The addition performed by the program is a mixed-type computation: The left operand is of type long, and the right operand is of type int. To perform the computation, Java promotes the int value to a long with a widening primitive conversion [JLS 5.1.2] and adds the two long values. Because int is a signed integral type, the conversion performs sign extension: It promotes the negative int value to a numerically equal long value.

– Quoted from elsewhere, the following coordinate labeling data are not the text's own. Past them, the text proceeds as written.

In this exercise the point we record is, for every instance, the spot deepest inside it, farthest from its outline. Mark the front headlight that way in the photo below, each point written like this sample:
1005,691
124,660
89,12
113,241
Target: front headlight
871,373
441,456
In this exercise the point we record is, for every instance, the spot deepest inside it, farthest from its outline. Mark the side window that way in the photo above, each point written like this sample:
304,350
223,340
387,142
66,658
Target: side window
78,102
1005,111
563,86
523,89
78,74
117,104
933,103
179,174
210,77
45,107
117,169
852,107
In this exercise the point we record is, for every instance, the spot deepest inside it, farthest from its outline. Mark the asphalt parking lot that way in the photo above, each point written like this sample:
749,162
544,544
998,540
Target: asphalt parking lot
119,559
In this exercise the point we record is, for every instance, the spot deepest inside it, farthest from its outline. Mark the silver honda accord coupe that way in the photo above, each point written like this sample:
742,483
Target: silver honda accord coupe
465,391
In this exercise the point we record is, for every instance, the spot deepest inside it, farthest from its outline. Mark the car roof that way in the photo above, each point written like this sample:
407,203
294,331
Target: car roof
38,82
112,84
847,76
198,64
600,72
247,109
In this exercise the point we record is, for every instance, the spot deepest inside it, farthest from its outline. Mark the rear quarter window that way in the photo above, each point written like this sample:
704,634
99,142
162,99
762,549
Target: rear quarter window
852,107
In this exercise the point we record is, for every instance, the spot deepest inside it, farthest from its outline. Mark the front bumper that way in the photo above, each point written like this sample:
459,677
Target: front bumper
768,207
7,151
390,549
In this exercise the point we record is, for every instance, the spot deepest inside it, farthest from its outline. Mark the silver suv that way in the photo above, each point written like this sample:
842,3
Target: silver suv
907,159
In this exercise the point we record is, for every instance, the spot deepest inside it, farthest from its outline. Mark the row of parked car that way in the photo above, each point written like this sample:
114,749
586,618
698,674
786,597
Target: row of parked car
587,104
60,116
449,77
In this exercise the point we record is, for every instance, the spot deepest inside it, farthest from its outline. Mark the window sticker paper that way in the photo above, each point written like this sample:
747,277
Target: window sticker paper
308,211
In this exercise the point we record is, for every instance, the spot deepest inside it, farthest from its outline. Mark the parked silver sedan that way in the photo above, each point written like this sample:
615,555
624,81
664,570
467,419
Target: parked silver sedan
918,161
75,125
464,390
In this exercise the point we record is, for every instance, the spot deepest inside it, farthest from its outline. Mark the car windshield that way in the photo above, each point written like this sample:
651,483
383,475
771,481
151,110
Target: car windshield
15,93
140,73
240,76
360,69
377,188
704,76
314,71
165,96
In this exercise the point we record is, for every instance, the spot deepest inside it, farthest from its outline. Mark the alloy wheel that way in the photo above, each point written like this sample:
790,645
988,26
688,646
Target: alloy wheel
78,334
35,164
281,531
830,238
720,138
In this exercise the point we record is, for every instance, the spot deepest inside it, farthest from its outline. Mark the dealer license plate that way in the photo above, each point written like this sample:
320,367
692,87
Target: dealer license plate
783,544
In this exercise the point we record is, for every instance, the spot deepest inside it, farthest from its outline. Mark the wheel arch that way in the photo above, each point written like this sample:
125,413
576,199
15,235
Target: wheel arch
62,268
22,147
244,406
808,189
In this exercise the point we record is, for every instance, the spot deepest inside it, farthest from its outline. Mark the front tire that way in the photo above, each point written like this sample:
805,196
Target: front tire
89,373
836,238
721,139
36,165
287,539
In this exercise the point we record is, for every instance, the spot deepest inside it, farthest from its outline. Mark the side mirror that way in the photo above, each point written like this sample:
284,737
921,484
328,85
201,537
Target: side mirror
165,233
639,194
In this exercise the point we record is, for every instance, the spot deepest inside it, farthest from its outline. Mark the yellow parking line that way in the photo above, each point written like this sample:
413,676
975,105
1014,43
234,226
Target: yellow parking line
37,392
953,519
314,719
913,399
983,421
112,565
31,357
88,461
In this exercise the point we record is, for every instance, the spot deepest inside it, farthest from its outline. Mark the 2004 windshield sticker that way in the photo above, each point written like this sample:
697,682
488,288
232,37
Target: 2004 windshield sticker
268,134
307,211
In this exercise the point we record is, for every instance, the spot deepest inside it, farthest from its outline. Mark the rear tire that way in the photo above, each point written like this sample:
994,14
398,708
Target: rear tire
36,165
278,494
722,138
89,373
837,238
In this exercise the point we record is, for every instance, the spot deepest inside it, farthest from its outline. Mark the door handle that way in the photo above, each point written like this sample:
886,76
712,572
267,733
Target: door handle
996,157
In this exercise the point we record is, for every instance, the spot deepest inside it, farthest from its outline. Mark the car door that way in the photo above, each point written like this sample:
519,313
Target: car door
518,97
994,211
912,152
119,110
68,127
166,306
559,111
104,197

The right operand of the addition, 0xcafebabe, is promoted to the long value 0xffffffffcafebabeL. This value is then added to the left operand, which is 0x100000000L. When viewed as an int, the high-order 32 bits of the sign-extended right operand are -1, and the high-order 32 bits of the left operand are 1. Add these two values together and you get 0, which explains the absence of the leading 1 digit in the program's output. Here is how the addition looks when done in longhand. (The digits at the top of the addition are carries.)

    1111111

  0xffffffffcafebabeL

+ 0x0000000100000000L

  0x00000000cafebabeL

Fixing the problem is as simple as using a long hex literal to represent the right operand. This avoids the damaging sign extension, and the program prints the expected result of 1cafebabe:

public class JoyOfHex {

    public static void main(String[] args) {

        System.out.println(

            Long.toHexString(0x100000000L + 0xcafebabeL));

    }

}

The lesson of this puzzle is that mixed-type computations can be confusing, more so given that hex and octal literals can take on negative values without an explicit minus sign. To avoid this sort of difficulty, it is generally best to avoid mixed-type computations. For language designers, it is worth considering support for unsigned integral types, which eliminate the possibility of sign extension. One might argue that negative hex and octal literals should be prohibited, but this would likely frustrate programmers, who often use hex literals to represent values whose sign is of no significance.